D.C. Councilmember Charles Allen, who chairs the Committee on Transportation and the Environment, said in a statement that he’s been working with District lawmakers and WMATA officials for months on possible solutions. He vowed to push the Council to pass a budget that “fully funds the District’s share for WMATA.”

“The clock is ticking, and there needs to be a solution soon – we can’t be the city we need to be with these service cuts, and we can’t run our city’s transit system with this level of uncertainty,” Allen said in the statement. “Regional leaders have been in conversations for some time, and I’m confident we all agree that this budget can never become reality.”

He described the budget proposed this week as a “worst-case scenario in which DC, Maryland, and Virginia do nothing else” before the WMATA board votes on a budget in April.

Here’s a look at what could change if Metro doesn’t fill its $750 million budget gap.

Metrorail

  • All stations would close at 10 p.m. Currently, the earliest Metro normally closes is midnight.
  • Ten stations would be shut down completely. WMATA has not decided which stations would close, but the final decision would be based on ridership numbers.
  • Metro frequency would be reduced. Right now, the majority of Metro trains arrive every six minutes or less, but without a funding fix come July of next year, the percentage of trains with six-minute service or better would drop to just 10%.
image 70
Metro proposed cutting one-third of bus service if a massive funding gap can’t be filled.

Metrobus

  • Metro could eliminate nearly half of its bus lines.
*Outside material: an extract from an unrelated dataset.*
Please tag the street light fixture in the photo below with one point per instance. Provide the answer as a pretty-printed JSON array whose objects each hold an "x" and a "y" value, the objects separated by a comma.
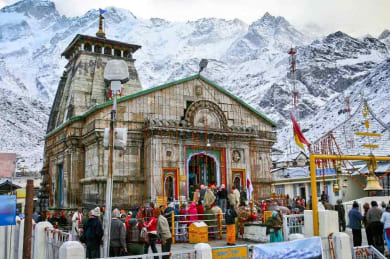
[{"x": 116, "y": 73}]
Under the proposed budget, 67 of the existing 135 lines would be eliminated. Another 41 lines would see service reductions.
  • A third of bus service would be cut across D.C., Maryland and Virginia.

Fare increases

  • Metro warned of a 20% increase in fares and parking fees. For example, the max fare on Metrorail right now is $6. Under the proposed budget, a Metrorail fare would be capped at $7.20.

Job cuts

  • In January 2024, Metro plans to freeze salary and wage increases.
  • In July 2024, 2,286 employees would be laid off.

What to know about Metro’s budget

Metro is basically the only major transit system that does not have a dedicated source of funding such as a sales tax or gas tax set aside for it.
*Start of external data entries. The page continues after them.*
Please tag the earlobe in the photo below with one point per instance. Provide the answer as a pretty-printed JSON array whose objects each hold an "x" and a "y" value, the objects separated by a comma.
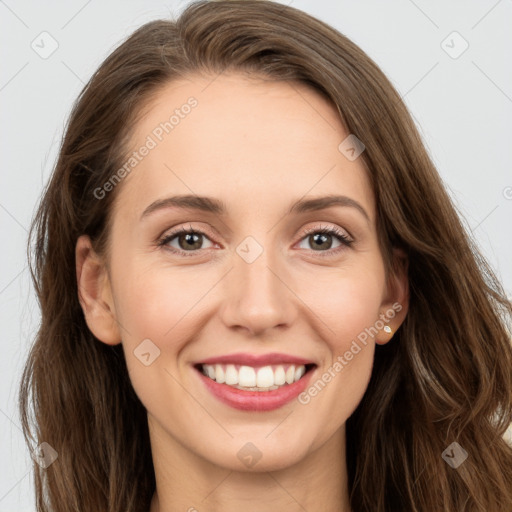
[
  {"x": 396, "y": 304},
  {"x": 94, "y": 293}
]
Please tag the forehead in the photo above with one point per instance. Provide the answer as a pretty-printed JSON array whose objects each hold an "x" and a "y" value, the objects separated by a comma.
[{"x": 249, "y": 141}]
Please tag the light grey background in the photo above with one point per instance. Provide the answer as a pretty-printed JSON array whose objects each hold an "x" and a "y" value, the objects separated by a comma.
[{"x": 462, "y": 105}]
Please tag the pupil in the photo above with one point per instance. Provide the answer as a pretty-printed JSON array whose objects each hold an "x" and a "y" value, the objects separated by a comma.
[
  {"x": 190, "y": 239},
  {"x": 322, "y": 236}
]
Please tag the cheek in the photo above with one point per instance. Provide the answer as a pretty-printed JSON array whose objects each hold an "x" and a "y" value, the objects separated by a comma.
[{"x": 346, "y": 302}]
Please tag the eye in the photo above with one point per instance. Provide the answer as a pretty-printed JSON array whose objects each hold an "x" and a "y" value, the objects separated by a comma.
[
  {"x": 321, "y": 240},
  {"x": 187, "y": 240}
]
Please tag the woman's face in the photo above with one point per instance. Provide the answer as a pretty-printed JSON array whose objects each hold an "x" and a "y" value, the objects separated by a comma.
[{"x": 255, "y": 288}]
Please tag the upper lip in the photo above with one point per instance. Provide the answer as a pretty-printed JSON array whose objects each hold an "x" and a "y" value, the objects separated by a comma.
[{"x": 256, "y": 360}]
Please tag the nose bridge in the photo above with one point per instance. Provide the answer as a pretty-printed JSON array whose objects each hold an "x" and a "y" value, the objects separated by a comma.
[{"x": 257, "y": 297}]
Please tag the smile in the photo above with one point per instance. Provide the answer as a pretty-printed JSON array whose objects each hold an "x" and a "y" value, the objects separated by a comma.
[
  {"x": 255, "y": 383},
  {"x": 248, "y": 378}
]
Metro’s funding problems are multipronged. Dedicated funding is down and ridership hasn’t completely rebounded from the effects of the pandemic.

“I think one of the biggest reasons why the number is so big is because of the pandemic and the impacts of that. You know, the lack of ridership,” WMATA board Chair Paul Smedberg said this summer.

Metro is also set to exhaust federal relief funding allotted during the pandemic early in the fiscal year 2025, according to Clarke’s proposed budget.

Metro had seemed to be getting back on track in many regards, with new stations, more service and new trains on order.

The agency’s budget has two sides: the capital budget and the operating budget. The capital budget covers costs such as trains, buses, stations and tracks. That budget is in good shape. The operating budget covers costs such as pay for bus operators, train operators and other staff. Metro says that’s where the huge budget shortfall lies.

Clarke recently spoke with News4 about the funding issue during a tour of the new Potomac Yard–VT station in Northern Virginia.

“We need to solve once and for all, in my opinion, our operating funding and have a predictable, sustainable source. Because who wants to do these big capital projects that everyone celebrates, and then go, ‘Well, are we not going to run that many trains through there?’” he said.